Mais alors, que reste-il à un pays qui est envahi et agressé, qui évite à la fois la guerre et rejette la négociation? La capitulation volontaire ? La question vaut d’être posée. Car, quand on est attaqué, raisonnablement, on se défend. A défaut, on négocie. Et inversement. On peut même combiner les deux modes. Mais quand on ne se défend ni ne négocie, alors,  on a choisi de capituler, de périr. N’attendons pas un secours divin. Nous avons déjà jeûné et prié de façon collective et populaire. Mais à nos supplications, le Ciel et la Terre, comme de concert, semblent n’avoir pas encore prêté l’oreille attentive que nous espérions. Récemment, c’était des marches et démarches organisées avec faste et ludisme, en soutien, disait-on, aux FDS, dans la lutte contre ces bandes criminelles. D’une part, aucun acte ou signal fort de nos Gouvernants n’indique qu’une telle lutte est vraiment engagée. D’autre part, nos FDS ne me semblent pas avoir manifesté être en manque d’une sympathie de leur peuple. Des besoins, elles en ont. Mais c’est bien ailleurs et cela est connu.

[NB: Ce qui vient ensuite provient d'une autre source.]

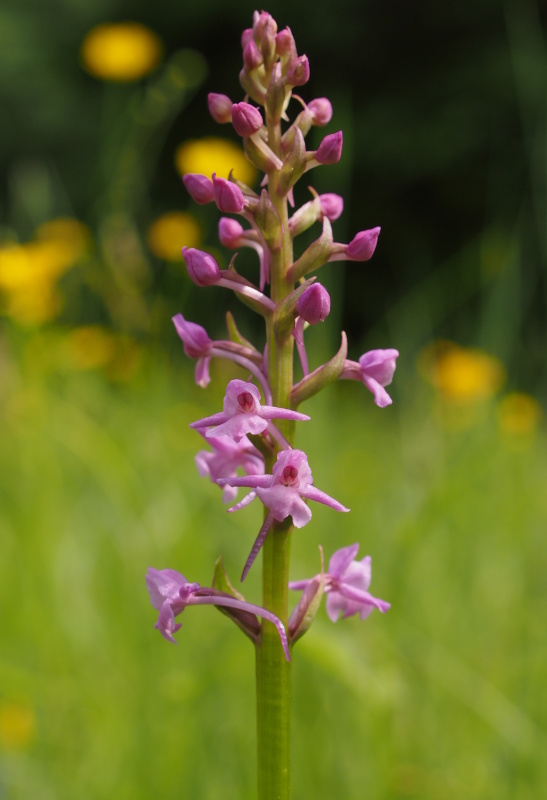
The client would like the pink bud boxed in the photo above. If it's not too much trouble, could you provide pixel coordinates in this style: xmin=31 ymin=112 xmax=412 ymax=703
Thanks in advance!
xmin=182 ymin=172 xmax=215 ymax=206
xmin=207 ymin=92 xmax=232 ymax=124
xmin=346 ymin=228 xmax=381 ymax=261
xmin=243 ymin=39 xmax=264 ymax=71
xmin=218 ymin=217 xmax=243 ymax=249
xmin=287 ymin=56 xmax=310 ymax=86
xmin=296 ymin=283 xmax=330 ymax=325
xmin=241 ymin=28 xmax=254 ymax=50
xmin=182 ymin=252 xmax=220 ymax=286
xmin=213 ymin=172 xmax=245 ymax=214
xmin=308 ymin=97 xmax=332 ymax=128
xmin=275 ymin=28 xmax=297 ymax=58
xmin=315 ymin=131 xmax=343 ymax=164
xmin=232 ymin=103 xmax=264 ymax=136
xmin=319 ymin=193 xmax=344 ymax=222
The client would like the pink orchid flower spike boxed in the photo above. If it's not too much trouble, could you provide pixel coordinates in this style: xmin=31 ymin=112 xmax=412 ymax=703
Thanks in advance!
xmin=146 ymin=567 xmax=290 ymax=661
xmin=289 ymin=544 xmax=391 ymax=622
xmin=190 ymin=379 xmax=309 ymax=447
xmin=217 ymin=450 xmax=349 ymax=580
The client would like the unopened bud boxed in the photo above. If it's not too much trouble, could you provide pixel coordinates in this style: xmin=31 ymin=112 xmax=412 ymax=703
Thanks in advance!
xmin=346 ymin=228 xmax=381 ymax=261
xmin=319 ymin=192 xmax=344 ymax=222
xmin=308 ymin=97 xmax=332 ymax=128
xmin=275 ymin=28 xmax=298 ymax=58
xmin=182 ymin=247 xmax=221 ymax=286
xmin=296 ymin=283 xmax=330 ymax=325
xmin=287 ymin=56 xmax=310 ymax=86
xmin=207 ymin=92 xmax=232 ymax=124
xmin=232 ymin=103 xmax=264 ymax=136
xmin=315 ymin=131 xmax=343 ymax=164
xmin=218 ymin=217 xmax=243 ymax=250
xmin=182 ymin=172 xmax=215 ymax=206
xmin=243 ymin=39 xmax=264 ymax=72
xmin=213 ymin=173 xmax=245 ymax=214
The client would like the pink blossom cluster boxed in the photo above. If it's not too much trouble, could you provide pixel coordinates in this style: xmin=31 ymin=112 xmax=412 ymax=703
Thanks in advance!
xmin=147 ymin=12 xmax=399 ymax=657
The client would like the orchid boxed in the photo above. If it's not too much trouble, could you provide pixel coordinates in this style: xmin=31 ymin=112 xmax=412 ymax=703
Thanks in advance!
xmin=217 ymin=450 xmax=349 ymax=580
xmin=146 ymin=567 xmax=290 ymax=661
xmin=289 ymin=544 xmax=391 ymax=622
xmin=196 ymin=436 xmax=264 ymax=503
xmin=190 ymin=379 xmax=309 ymax=442
xmin=146 ymin=11 xmax=399 ymax=800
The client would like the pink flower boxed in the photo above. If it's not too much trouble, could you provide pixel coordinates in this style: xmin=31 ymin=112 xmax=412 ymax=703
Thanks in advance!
xmin=182 ymin=172 xmax=215 ymax=206
xmin=190 ymin=379 xmax=309 ymax=442
xmin=173 ymin=314 xmax=214 ymax=388
xmin=182 ymin=252 xmax=221 ymax=286
xmin=289 ymin=544 xmax=391 ymax=622
xmin=213 ymin=173 xmax=245 ymax=214
xmin=340 ymin=349 xmax=399 ymax=408
xmin=232 ymin=103 xmax=264 ymax=136
xmin=207 ymin=92 xmax=232 ymax=124
xmin=196 ymin=436 xmax=264 ymax=503
xmin=346 ymin=228 xmax=381 ymax=261
xmin=315 ymin=131 xmax=343 ymax=164
xmin=146 ymin=567 xmax=290 ymax=661
xmin=217 ymin=449 xmax=349 ymax=580
xmin=308 ymin=97 xmax=332 ymax=127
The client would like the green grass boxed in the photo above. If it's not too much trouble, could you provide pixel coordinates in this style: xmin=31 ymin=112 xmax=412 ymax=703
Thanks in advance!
xmin=0 ymin=346 xmax=547 ymax=800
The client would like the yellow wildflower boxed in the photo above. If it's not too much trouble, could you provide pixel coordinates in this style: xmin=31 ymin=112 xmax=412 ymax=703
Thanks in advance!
xmin=61 ymin=325 xmax=117 ymax=370
xmin=0 ymin=700 xmax=36 ymax=750
xmin=175 ymin=136 xmax=257 ymax=186
xmin=146 ymin=211 xmax=201 ymax=261
xmin=419 ymin=342 xmax=505 ymax=404
xmin=80 ymin=22 xmax=163 ymax=83
xmin=498 ymin=392 xmax=543 ymax=436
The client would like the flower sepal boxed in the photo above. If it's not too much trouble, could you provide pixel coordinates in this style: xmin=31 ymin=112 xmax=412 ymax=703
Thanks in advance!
xmin=288 ymin=545 xmax=325 ymax=644
xmin=213 ymin=556 xmax=260 ymax=644
xmin=273 ymin=275 xmax=316 ymax=343
xmin=291 ymin=331 xmax=348 ymax=408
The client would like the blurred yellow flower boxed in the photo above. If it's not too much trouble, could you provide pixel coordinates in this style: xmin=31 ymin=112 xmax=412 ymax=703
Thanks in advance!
xmin=62 ymin=325 xmax=116 ymax=370
xmin=146 ymin=211 xmax=201 ymax=261
xmin=418 ymin=342 xmax=505 ymax=404
xmin=175 ymin=136 xmax=257 ymax=186
xmin=0 ymin=218 xmax=91 ymax=324
xmin=0 ymin=701 xmax=36 ymax=750
xmin=80 ymin=22 xmax=163 ymax=83
xmin=498 ymin=392 xmax=543 ymax=436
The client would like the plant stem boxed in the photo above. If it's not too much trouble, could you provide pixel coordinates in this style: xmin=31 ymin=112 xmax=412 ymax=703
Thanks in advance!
xmin=256 ymin=147 xmax=294 ymax=800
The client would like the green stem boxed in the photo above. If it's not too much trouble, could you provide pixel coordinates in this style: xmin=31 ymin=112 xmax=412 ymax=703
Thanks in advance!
xmin=256 ymin=136 xmax=294 ymax=800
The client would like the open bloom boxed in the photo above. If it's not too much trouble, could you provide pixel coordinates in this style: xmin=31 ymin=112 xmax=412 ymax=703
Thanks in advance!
xmin=289 ymin=544 xmax=391 ymax=622
xmin=217 ymin=450 xmax=349 ymax=580
xmin=190 ymin=379 xmax=309 ymax=442
xmin=196 ymin=436 xmax=264 ymax=503
xmin=340 ymin=349 xmax=399 ymax=408
xmin=146 ymin=567 xmax=290 ymax=661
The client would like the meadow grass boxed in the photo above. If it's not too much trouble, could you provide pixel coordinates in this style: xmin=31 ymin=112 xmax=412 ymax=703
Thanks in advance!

Avant ces parades spirituelles et de marches, le discours officiel nous invitait à fonder notre délivrance et notre rédemption à la force conjointe du G5 Sahel dont la naissance était pompeusement annoncée. Elle naîtra effectivement ; mais dans la douleur : attaques contre sa base au Mali, handicap opérationnel consécutif au manque de ressources…Rappelons qu’au début, en guise de réaction à ces bandes armées et à leurs actions barbares, le discours officiel se complaisait à accabler mécaniquement l’ancien régime et ses supposés réseaux. On a ainsi accusé, mis en garde et même stigmatisé des Burkinabè qu’on désignait sous l’appellation « ancien régime ». Là-bas encore, la quiétude tant espérée n’est pas revenue. Finalement, à ce mal ravageur, nous avons administré des thérapies biscornues, clairement expérimentées nulle part ailleurs. Le résultat est là : Le pays s’enfonce.

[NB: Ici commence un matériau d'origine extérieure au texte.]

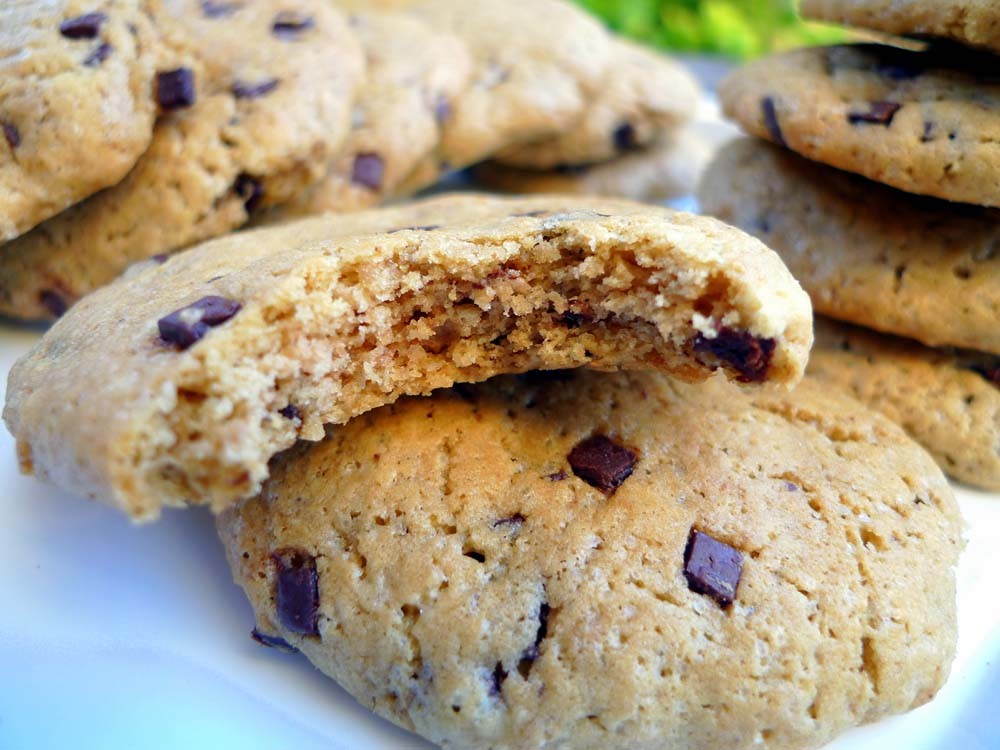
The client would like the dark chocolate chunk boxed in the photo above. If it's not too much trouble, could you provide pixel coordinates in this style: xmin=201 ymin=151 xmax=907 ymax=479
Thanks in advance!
xmin=271 ymin=548 xmax=319 ymax=635
xmin=351 ymin=154 xmax=385 ymax=190
xmin=156 ymin=68 xmax=195 ymax=111
xmin=250 ymin=628 xmax=299 ymax=654
xmin=83 ymin=42 xmax=113 ymax=68
xmin=760 ymin=96 xmax=788 ymax=148
xmin=201 ymin=0 xmax=242 ymax=18
xmin=233 ymin=173 xmax=264 ymax=214
xmin=490 ymin=662 xmax=507 ymax=697
xmin=157 ymin=295 xmax=242 ymax=349
xmin=38 ymin=289 xmax=69 ymax=318
xmin=569 ymin=435 xmax=636 ymax=492
xmin=233 ymin=78 xmax=280 ymax=99
xmin=271 ymin=10 xmax=315 ymax=39
xmin=59 ymin=13 xmax=108 ymax=39
xmin=278 ymin=404 xmax=302 ymax=422
xmin=684 ymin=528 xmax=743 ymax=607
xmin=847 ymin=102 xmax=903 ymax=127
xmin=611 ymin=122 xmax=639 ymax=151
xmin=0 ymin=122 xmax=21 ymax=150
xmin=694 ymin=326 xmax=775 ymax=383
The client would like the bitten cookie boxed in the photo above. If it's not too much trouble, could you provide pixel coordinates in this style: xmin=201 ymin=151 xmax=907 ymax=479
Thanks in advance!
xmin=807 ymin=319 xmax=1000 ymax=492
xmin=267 ymin=13 xmax=472 ymax=221
xmin=4 ymin=195 xmax=812 ymax=519
xmin=0 ymin=0 xmax=363 ymax=318
xmin=218 ymin=372 xmax=961 ymax=750
xmin=698 ymin=139 xmax=1000 ymax=354
xmin=800 ymin=0 xmax=1000 ymax=52
xmin=493 ymin=41 xmax=700 ymax=170
xmin=0 ymin=0 xmax=157 ymax=242
xmin=719 ymin=44 xmax=1000 ymax=206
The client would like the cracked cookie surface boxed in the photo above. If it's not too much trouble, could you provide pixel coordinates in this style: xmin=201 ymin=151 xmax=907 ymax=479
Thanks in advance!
xmin=4 ymin=195 xmax=812 ymax=519
xmin=218 ymin=371 xmax=961 ymax=750
xmin=698 ymin=139 xmax=1000 ymax=354
xmin=719 ymin=44 xmax=1000 ymax=206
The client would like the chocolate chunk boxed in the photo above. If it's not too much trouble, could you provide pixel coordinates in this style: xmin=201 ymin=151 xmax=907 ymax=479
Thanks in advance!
xmin=694 ymin=326 xmax=774 ymax=383
xmin=250 ymin=628 xmax=299 ymax=654
xmin=0 ymin=122 xmax=21 ymax=150
xmin=490 ymin=662 xmax=507 ymax=697
xmin=201 ymin=0 xmax=242 ymax=18
xmin=760 ymin=96 xmax=788 ymax=148
xmin=156 ymin=68 xmax=195 ymax=111
xmin=278 ymin=404 xmax=302 ymax=422
xmin=569 ymin=435 xmax=636 ymax=492
xmin=59 ymin=13 xmax=108 ymax=39
xmin=271 ymin=548 xmax=319 ymax=635
xmin=157 ymin=295 xmax=242 ymax=349
xmin=38 ymin=289 xmax=69 ymax=318
xmin=233 ymin=173 xmax=264 ymax=214
xmin=351 ymin=154 xmax=385 ymax=190
xmin=271 ymin=10 xmax=315 ymax=39
xmin=847 ymin=102 xmax=903 ymax=127
xmin=611 ymin=122 xmax=639 ymax=151
xmin=233 ymin=78 xmax=280 ymax=99
xmin=83 ymin=42 xmax=113 ymax=68
xmin=684 ymin=528 xmax=743 ymax=607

Pendant ce temps, de nombreux Burkinabè des zones jusque-là épargnées semblent se complaire dans une sorte d’indifférence, d’insouciance et de déni. Les habitudes n’ont pas varié. La discipline, la vigilance, l’ordre, la rigueur…n’ont pas évolué dans les rangs de la population. Nous continuons à jouer à certains de nos jeux dangereux d’enfants repus et insouciants. On a par exemple vu des élèves juchés sur des motos, cagoules enfilés au visage, s’adonner à des acrobaties, des cascades, des coups de sifflets, jets de pierre et autres objets dans des établissements au motif qu’ils manifestaient leur grève. On voit aussi des citoyens s’indigner contre l’Autorité de l’absence de dispositifs de contrôle et de surveillance des personnes et des biens dans nos villes. Et lorsque nos forces de sécurité installent des cheks points, procèdent à des vérifications d’identité ou font des patrouilles, ces mêmes citoyens les trouvent envahissants, indisposant. On les évite, les rabroue. On fonce même sur eux à vive allure avec nos engins. Hélas, certains y ont perdu la vie…Cette insouciante, cette indiscipline collectives nous perdront davantage dans notre quête de survie face à ces groupes armés.

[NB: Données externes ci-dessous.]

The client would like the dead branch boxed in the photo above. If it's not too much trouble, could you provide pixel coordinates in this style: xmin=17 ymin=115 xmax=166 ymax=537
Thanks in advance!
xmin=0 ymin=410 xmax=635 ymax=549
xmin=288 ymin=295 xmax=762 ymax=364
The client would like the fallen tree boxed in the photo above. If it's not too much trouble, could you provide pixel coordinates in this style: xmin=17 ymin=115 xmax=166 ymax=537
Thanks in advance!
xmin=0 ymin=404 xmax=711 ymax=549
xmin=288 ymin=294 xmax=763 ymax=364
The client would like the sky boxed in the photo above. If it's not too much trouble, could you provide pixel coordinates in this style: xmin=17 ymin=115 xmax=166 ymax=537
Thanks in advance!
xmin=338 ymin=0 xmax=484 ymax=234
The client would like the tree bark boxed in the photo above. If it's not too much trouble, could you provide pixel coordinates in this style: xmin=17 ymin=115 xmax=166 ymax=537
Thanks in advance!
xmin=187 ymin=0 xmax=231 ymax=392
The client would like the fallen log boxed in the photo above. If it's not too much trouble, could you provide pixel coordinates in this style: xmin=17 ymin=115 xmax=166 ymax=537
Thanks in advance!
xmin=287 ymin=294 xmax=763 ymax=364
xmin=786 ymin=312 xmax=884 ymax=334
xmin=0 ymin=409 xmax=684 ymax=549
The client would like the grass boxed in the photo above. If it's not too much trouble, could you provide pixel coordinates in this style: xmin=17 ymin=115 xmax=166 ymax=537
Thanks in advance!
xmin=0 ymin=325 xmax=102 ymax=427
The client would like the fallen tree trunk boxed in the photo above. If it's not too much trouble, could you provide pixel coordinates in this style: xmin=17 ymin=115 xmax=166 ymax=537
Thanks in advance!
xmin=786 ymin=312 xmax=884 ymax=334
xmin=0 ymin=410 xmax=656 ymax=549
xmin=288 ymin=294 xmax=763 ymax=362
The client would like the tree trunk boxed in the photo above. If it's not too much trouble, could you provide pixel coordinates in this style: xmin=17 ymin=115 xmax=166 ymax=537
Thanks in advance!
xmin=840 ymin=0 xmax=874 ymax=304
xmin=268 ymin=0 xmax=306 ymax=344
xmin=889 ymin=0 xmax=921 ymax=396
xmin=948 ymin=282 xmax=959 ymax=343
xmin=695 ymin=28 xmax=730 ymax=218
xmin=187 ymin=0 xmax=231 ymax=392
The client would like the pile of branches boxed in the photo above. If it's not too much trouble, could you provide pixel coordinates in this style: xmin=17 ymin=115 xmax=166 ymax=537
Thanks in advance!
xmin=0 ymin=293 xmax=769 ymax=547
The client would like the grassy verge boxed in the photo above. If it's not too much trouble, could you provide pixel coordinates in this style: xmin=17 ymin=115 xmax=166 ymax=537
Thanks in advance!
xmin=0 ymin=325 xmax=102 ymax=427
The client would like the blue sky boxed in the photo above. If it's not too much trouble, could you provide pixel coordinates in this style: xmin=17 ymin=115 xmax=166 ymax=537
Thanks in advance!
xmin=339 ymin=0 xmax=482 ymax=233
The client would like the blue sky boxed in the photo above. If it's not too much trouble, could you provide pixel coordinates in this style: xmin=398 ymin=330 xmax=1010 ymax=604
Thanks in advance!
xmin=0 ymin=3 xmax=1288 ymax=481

Et ne nous méprenons pas. La bataille contre ces forces obscures sera longue, lente, pénible et traumatisante. Elle comprendra la guerre ; mais aussi l’avant et l’après-guerre. Nous devrons nous attaquer aux causes structurelles qui ont favorisé leur naissance et leur expansion sur notre territoire. De nombreux rapports dont celui de l’ONG International Crisis Group publié en octobre 2017 suggèrent des pistes de réflexions et d’actions à explorer. Les racines de cette hydre sont à la fois religieuses, sécuritaires mais aussi sociales, politiques, économiques. Ce sont autant de fronts qui nous attendent. Et nous devrons nous y rendre. Nous devrons reconstruire ce pays, remodeler notre vivre ensemble collectif afin que chacun et chacune rencontre les conditions de son épanouissement et trouve une raison de le protéger, le défendre. Et cela, nous le pouvons. Alors, nous le devons pour nous-mêmes, pour les générations à venir et pour nous rendre dignes des sacrifices de nos devanciers.